Simple maneuvers may enhance venous return and alleviate symptoms:

  • Crossing legs: Crossing legs while standing elevates vascular resistance.
  • Squatting or brief bending forward: Aids in preservation of blood pressure until stable.
  • Isometric exercises: Muscle tension in calf and thigh when standing.

5. Head-of-Bed Elevation

  • Raising the head of the bed 10–20 degrees decreases nocturnal fluid shifts.
  • Can help alleviate morning orthostatic symptoms.
  • Can be added to morning mobilization in a gradual fashion.

6. Compression Garments

Compression garments enhance venous return and decrease lower extremity pooling:

  • Knee-high or thigh-high stockings: Exert 20–30 mmHg pressure.
  • Abdominal binders: Decrease splanchnic pooling, especially beneficial in autonomic dysfunction.
  • Proper sizing is important to prevent constriction or discomfort.

7. Graded Exercise

Physical exercise enhances vascular tone and cardiovascular reflexes:

  • Low-impact exercise e.g., walking, recumbent exercise bike, or swimming.
  • Strengthening exercises of legs and trunk to enhance postural stability.
  • Gradual increase is essential to avoid fatigue or falls.
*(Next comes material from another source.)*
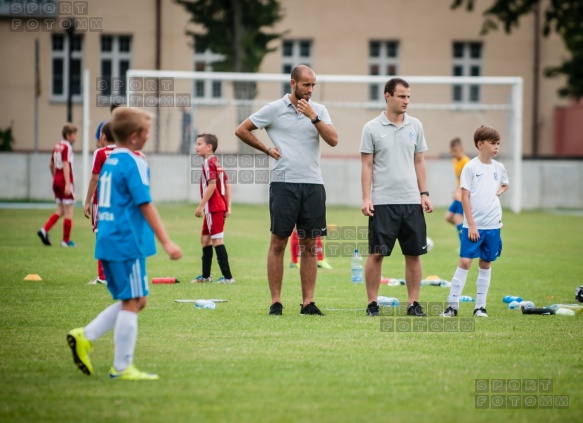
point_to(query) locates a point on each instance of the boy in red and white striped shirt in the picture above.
(90, 208)
(215, 206)
(61, 167)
Integrating Measures for Maximum Effect

For optimal benefit, these measures need to be integrated together:

  • Daily routines: Systematic morning mobilization, salt and fluid intake, compression application.
  • Monitoring: Monitor symptoms and changes in blood pressure to make adjustments in interventions.
  • Patient education: Educate patients to identify early warning signs of hypotension.

Case Example

A 65-year-old patient with AL amyloidosis and autonomic neuropathy developed dizziness on rising from bed:

  • Employed gradual standing technique and leg-crossing maneuvers.
  • Employed abdominal binder and knee-high compression stockings.
  • Made adjustments in fluid and salt intake with physician supervision.
  • Symptoms improved within 2 weeks, decreasing risk of falls.
    This case demonstrates the utility of non-pharmacologic interventions in everyday life.

Conclusion

Non-pharmacological approaches have a key role to play in the management of orthostatic hypotension in amyloidosis. Important interventions are:

  • Review and adjustment of medication
  • Proper fluid and salt intake
  • Gradual and cautious position changes
  • Physical maneuvers enhancing venous return
  • Head-of-bed elevation
  • Compression garments
  • Graded exercise
    When applied on a regular basis, these interventions lessen symptoms, enhance functional capacity, and improve quality of life, sometimes in conjunction with pharmacologic treatment.

Key Takeaway:

Patient empowerment by using easily implemented, practical measures can effectively reduce the effects of orthostatic hypotension in systemic amyloidosis.